February 28, 2019 at 02:00 pm | Tech & Innovation

Mildred Europa Taylor

Mildred Europa Taylor | Staff Writer

February 28, 2019 at 02:00 pm | Tech & Innovation

Rwanda launches first-ever satellite to connect remote schools to the internet. Pic credit: The New Times

Many schools in the rural parts of Rwanda are without proper road networks and electricity, making it difficult to acquire internet connectivity.

As part of measures to ease these difficulties, the Rwandan government and a UK based company, OneWeb, on Wednesday launched the first ever satellite that will connect remote schools to the internet.

At exactly 23:38, the much-anticipated satellite was sent into orbit from a spaceport on the Atlantic coast of French Guiana, reports The New Times.

According to the Rwandan government, the global satellite shows its commitment to building the local space industry and local capacity, as well as, preparing the country into a hyper-connected future.

The first school to benefit from the broadband satellite is Group Secondary St Pierre, a school located in Nkombo Island.

According to local media, the school’s location had made it very costly and inefficient to be connected to standard fibre connections. Thus, a satellite is the best solution to get it connected to the internet.

The global communication firm’s partnership with Rwanda will ultimately enable orbiting satellites to connect more schools in remote areas across Rwanda.

Nicknamed ‘Icyerekezo’ by students of the school, the broadband satellite is just one of the first six satellites to be launched by the UK company. The telecom giant has announced plans of installing 650 more satellites in public facilities across the globe.

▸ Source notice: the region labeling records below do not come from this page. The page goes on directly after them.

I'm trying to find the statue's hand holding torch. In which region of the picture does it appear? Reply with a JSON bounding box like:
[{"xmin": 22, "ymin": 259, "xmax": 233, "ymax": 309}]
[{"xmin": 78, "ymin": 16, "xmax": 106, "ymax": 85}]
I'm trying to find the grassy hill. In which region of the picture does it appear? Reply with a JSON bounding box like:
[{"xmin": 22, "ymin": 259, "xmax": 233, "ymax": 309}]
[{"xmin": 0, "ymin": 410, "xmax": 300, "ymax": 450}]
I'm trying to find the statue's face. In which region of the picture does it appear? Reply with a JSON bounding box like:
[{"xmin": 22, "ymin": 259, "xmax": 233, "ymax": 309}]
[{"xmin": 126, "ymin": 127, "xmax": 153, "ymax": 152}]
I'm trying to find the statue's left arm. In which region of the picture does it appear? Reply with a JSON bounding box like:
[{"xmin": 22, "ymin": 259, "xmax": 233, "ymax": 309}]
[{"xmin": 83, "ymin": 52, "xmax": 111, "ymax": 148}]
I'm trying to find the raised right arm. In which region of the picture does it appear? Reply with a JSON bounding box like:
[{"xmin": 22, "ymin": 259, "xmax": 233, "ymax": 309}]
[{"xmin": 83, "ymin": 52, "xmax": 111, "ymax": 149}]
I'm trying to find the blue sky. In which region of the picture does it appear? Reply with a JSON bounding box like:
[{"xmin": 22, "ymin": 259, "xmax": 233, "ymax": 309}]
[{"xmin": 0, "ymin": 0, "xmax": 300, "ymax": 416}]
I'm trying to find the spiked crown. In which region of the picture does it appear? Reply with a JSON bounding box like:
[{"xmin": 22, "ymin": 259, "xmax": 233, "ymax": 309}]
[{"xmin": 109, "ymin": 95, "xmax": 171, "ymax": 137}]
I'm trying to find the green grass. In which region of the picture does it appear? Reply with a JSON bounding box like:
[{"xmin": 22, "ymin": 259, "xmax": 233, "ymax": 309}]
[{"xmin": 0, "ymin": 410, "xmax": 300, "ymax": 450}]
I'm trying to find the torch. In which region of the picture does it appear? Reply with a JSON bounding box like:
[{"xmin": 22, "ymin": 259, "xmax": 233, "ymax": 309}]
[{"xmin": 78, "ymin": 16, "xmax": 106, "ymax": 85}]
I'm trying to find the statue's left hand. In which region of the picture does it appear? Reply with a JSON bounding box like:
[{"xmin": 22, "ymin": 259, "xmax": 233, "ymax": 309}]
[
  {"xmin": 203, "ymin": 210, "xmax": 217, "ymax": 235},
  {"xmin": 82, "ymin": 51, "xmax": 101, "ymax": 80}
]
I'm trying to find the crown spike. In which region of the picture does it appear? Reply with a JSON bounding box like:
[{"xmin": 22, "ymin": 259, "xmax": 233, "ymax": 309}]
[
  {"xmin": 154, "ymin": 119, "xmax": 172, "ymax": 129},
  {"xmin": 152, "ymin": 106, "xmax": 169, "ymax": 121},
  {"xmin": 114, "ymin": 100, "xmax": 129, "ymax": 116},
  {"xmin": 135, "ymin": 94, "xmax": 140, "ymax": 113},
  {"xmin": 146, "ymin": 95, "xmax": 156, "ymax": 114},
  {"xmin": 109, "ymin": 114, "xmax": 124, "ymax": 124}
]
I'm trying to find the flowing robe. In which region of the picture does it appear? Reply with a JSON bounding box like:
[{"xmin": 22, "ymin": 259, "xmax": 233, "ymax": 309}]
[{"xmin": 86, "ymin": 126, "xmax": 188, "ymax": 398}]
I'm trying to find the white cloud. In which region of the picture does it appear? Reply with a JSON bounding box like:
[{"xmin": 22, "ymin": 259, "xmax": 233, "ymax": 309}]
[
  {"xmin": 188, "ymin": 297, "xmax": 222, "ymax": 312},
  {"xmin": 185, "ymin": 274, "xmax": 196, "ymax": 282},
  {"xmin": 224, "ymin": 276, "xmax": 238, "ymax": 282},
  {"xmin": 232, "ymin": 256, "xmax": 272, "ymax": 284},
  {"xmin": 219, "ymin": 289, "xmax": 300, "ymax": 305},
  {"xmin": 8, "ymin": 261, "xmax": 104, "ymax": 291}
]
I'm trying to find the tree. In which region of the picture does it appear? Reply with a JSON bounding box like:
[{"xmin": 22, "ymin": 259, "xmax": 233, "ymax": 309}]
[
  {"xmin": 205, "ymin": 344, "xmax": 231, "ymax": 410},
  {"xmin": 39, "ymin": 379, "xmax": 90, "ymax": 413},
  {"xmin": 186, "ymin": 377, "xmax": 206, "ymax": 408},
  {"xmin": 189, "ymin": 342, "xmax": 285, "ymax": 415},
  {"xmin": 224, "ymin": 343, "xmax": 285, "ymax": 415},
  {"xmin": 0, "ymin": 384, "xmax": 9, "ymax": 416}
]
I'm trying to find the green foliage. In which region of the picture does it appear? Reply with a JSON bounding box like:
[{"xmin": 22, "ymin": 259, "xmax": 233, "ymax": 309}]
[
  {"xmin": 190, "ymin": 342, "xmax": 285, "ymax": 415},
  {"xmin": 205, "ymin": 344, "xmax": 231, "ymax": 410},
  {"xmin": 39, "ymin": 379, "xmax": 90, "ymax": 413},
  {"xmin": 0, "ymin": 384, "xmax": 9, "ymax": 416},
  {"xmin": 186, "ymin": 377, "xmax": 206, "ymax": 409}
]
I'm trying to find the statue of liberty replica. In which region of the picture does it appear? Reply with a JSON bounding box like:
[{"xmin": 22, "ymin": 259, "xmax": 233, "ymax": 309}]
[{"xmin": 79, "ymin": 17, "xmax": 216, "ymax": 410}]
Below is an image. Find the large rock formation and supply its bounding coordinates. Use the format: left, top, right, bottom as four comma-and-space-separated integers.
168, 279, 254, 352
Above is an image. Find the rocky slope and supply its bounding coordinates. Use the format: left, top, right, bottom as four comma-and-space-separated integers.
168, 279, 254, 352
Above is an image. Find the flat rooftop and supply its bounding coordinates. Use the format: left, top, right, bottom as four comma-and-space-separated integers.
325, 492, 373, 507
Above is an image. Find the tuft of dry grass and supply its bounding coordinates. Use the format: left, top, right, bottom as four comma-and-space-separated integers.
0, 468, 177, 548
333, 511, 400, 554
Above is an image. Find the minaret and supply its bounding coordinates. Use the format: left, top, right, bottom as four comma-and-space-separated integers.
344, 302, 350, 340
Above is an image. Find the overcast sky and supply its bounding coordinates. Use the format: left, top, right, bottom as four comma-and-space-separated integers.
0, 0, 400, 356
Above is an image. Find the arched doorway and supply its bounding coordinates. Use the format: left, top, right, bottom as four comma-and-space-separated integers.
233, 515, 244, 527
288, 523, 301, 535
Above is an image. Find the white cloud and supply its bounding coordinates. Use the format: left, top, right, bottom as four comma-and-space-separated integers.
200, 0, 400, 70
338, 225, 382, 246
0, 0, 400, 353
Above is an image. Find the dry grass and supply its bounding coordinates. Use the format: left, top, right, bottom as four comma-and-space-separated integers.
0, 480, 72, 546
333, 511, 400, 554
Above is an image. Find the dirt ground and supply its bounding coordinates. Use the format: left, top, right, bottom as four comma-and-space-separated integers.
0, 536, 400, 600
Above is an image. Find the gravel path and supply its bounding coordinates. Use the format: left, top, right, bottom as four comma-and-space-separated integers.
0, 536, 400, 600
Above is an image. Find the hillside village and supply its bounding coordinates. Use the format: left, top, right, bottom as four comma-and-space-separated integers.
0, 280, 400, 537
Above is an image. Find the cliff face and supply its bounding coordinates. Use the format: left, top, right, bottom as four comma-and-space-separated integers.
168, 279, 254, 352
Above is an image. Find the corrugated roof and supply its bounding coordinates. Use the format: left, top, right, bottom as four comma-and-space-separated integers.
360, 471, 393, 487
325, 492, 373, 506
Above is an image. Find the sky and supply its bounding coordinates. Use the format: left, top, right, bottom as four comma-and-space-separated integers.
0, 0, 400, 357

OneWeb has announced plans of installing 650 more satellites in public facilities across the globe. Pic credit: The New Times

Ahead of the launch, the Rwandan ICT Minister, Paula Ingabire said this is just one of the many moves by the government to connect more underserved communities.

“Rwanda’s choice to invest in space technologies is part of our broader mission to bridge the digital divide by providing equal digital opportunities to rural and remote communities.

“We are delighted to partner with OneWeb in this transformative initiative which presents us a huge opportunity to leverage satellite connectivity, using OneWeb’s constellation, providing low-latency and high-speed internet to schools in remote communities of Rwanda,” she said.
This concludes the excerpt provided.